3. "You can pay the farmer or you can pay the doctor." Buy local, spend those extra few dollars for good quality, wholesome food. Cook at home with family and friends. It needn't be complicated. What it comes down to is this: local food tastes better and is more nutritious because it was harvested yesterday, not a few months ago and then stored in a warehouse months before being transported 1500 miles, negatively impacting flavor and healthfulness. When we buy local, we support our farmers and local economy, know how our food is grown, and are not harming the environment as much. While eating organic is important, who wants to eat a plastic -wrapped organic zucchini that is out of season, came from California (2000 miles away), and was grown much like conventional zucchini?
Although in October we had our "slips," the most important issue is that we took away so much. We have left sugar mostly behind, we are regularly making our own crackers, cereal, snacks, etc. on top of the meals we make at home. They're delicious and nutritious. Good for the environment, the farmers, and ourselves. We think that's pretty great.
Rosemary walnut crackers with sea salt [gluten-free]
Inspired by Adrienneats
Makes 20-40 crackers, depending on size
½ cup walnuts
1 cup almond flour (recipe below)
1 tsp fresh rosemary, minced (I'm sure between ¼ and ½ tsp of dried rosemary would work fine)
½ tsp sea salt
3 tbsp buttermilk
Preheat oven to 350F with rack in the center.
Chop the walnuts very finely by hand or in the food processor.
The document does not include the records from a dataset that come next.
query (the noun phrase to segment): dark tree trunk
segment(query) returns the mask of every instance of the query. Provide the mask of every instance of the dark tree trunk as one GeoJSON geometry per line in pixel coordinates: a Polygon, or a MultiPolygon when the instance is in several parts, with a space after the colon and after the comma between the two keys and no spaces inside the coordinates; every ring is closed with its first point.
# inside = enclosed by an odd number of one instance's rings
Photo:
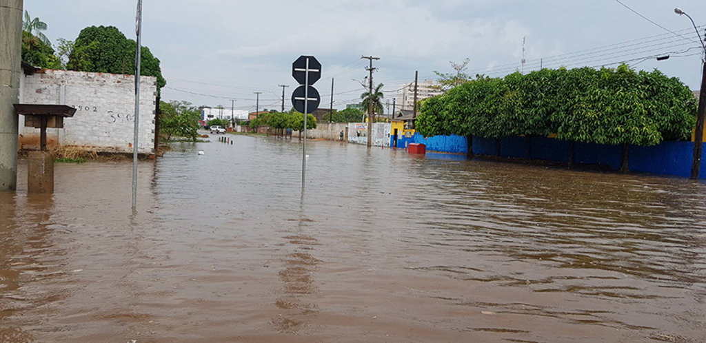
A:
{"type": "Polygon", "coordinates": [[[628,165],[628,152],[630,148],[629,144],[623,145],[623,152],[621,153],[620,172],[630,172],[630,167],[628,165]]]}
{"type": "Polygon", "coordinates": [[[470,160],[473,158],[473,136],[467,136],[466,142],[468,143],[468,151],[466,152],[466,158],[470,160]]]}
{"type": "Polygon", "coordinates": [[[576,167],[576,143],[569,142],[569,167],[576,167]]]}
{"type": "Polygon", "coordinates": [[[525,158],[532,161],[532,137],[525,136],[525,158]]]}

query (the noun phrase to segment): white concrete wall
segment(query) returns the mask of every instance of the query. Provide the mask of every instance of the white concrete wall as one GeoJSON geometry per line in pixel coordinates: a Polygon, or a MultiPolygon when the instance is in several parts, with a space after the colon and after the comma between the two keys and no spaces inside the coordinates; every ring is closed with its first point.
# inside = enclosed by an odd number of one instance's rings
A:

Add them to a mixing bowl along with the almond flour, rosemary, and salt. Whisk well to combine the ingredients. Add the buttermilk slowly and use a fork to incorporate. You want a dough that sticks together but isn't too wet. Form into a ball using slightly dampened hands.
Cut two pieces of parchment; lay one on the counter. Place the dough ball on top and flatten into a rectangle. Place the other sheet of parchment on top of the dough rectangle. Using a rolling pin, roll pretty thin (think typical Wheat Thins), rotating the parchment/ dough as you go to roll evenly. When the dough is thinly rolled, remove top sheet of parchment and, using a sharp knife or pizza cutter, cut the crackers into desired size/ shape. Leave in place on the parchment paper.
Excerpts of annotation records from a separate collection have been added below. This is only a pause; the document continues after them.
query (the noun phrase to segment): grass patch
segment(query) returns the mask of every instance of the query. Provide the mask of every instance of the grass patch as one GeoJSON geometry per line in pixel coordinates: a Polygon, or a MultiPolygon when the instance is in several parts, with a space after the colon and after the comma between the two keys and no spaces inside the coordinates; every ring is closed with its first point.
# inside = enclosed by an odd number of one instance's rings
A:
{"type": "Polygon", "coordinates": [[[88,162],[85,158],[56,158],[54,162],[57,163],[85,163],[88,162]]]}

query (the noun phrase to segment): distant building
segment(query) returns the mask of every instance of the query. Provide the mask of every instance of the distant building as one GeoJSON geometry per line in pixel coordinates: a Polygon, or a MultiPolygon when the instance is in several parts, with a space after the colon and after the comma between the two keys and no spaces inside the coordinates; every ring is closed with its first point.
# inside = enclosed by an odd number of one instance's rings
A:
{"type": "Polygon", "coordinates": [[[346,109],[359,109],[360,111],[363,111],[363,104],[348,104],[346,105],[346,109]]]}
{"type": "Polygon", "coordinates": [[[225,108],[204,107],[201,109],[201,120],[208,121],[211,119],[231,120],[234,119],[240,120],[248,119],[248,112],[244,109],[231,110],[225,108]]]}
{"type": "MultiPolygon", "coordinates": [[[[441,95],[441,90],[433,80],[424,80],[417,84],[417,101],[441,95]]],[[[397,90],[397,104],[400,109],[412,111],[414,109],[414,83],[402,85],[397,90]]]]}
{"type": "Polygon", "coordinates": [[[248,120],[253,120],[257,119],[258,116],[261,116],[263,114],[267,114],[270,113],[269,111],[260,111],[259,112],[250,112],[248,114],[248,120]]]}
Move the crackers on the parchment paper to a baking sheet and bake in preheated oven for about 12 minutes or until crispy. Let cool on the baking sheet to make them even crispier.
How to make almond flour
To make about 1 cup of flour, you will need…
Generous ¾ cup almonds (unsalted)
2-3 tbsp all-purpose flour (I used all-purpose gluten free flour)
Add the almonds and the flour to the bowl of your food processor. Press the "on" button and let whirl until the almonds are very fine. If it looks like they are turning into butter instead of flour (you don't want that to happen!), add a little more flour. The flour should be fine enough that you do not see any chunks of nuts, and kind of like sand.